Projects on Indian Reservations
Projects on Indian reservations may find it less attractive to use lease financing after two private letter rulings.
The United States encourages investment on Indian reservations by offering special tax breaks. One is a tax credit tied to the wage and health insurance costs to employ members of the Indian tribe in connection with a project. The other is the ability to depreciate the cost of assets used in a trade or business on the reservation more quickly. For example, a wind farm on a reservation can be depreciated in three years rather than the five years that must be used elsewhere. The cost of a coal-fired power plant can be written off over 12 years rather than 20 years.
The deadline has passed for making investments that qualify for these tax breaks — it was December 2005 — but the Senate voted in February to extend the deadline another two years through December 2007. The issue is now in the hands of a group of Senate and House negotiators.
The IRS said in two private letter rulings that the lessor of a project on an Indian reservation can only claim the more rapid depreciation on the part of the project that is “real property” — for example, a building — and not the part that is equipment. Usually no more than 5% of a large power plant is considered real property. The rest is treated as equipment.
The rulings involved two factories that a developer wanted to finance using lease financing.
The problem is the special depreciation can only be claimed on property that is used in a trade or business of the taxpayer on the reservation. In a lease, the lessor is the taxpayer. The standard triple net lease of a project — where the lessee treats the project essentially as its own during the lease term — does not put the lessor in an active trade or business on the reservation.
A special rule in section 168(j)(5) of the US tax code makes an exception for leases of real property. A lessor of real property is viewed as engaged in an active trade or business on the reservation.
The lessor argued that it should be able to look to Oklahoma law, where the factories are located, for direction on how much of each factory is real property. However, the IRS said that it would determine what is real property by looking instead at the rules for investment tax credits. These rules treat projects like factories and power plants largely as equipment. The rulings are Private Letter Rulings 200601019 and 200601020. The IRS made them public in January.
In related news, an Indian tribe is potentially in hot water for issuing tax-exempt bonds to finance a hotel and convention facility on a reservation.

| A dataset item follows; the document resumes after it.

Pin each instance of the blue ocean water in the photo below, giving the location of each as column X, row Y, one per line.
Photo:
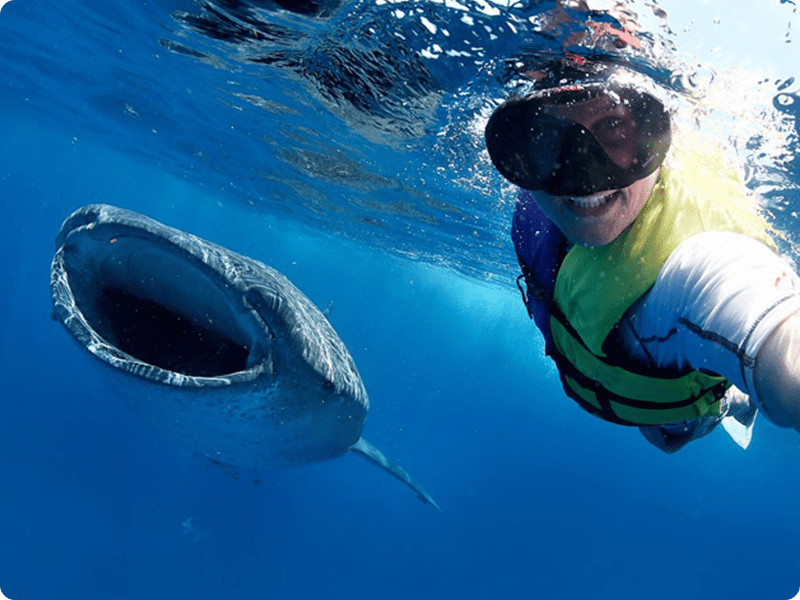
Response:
column 344, row 149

Tribes have the power — like state and local governments — to issue tax-exempt bonds to finance public facilities. However, the power given tribes is more limited. The bonds must be used for an “essential governmental function.” The IRS told the tribe on audit that it had questions about the tax exemption for the bonds the tribe issued. The issue went to the IRS national office in Washington for resolution.
The national office confirmed in a “technical advice memorandum” — or ruling to settle a dispute between a taxpayer and an IRS agent in the field — that the tribe may only use tax-exempt bonds to finance essential governmental functions that are customarily performed by state and local governments. The ruling is Technical Advice Memorandum 200603028.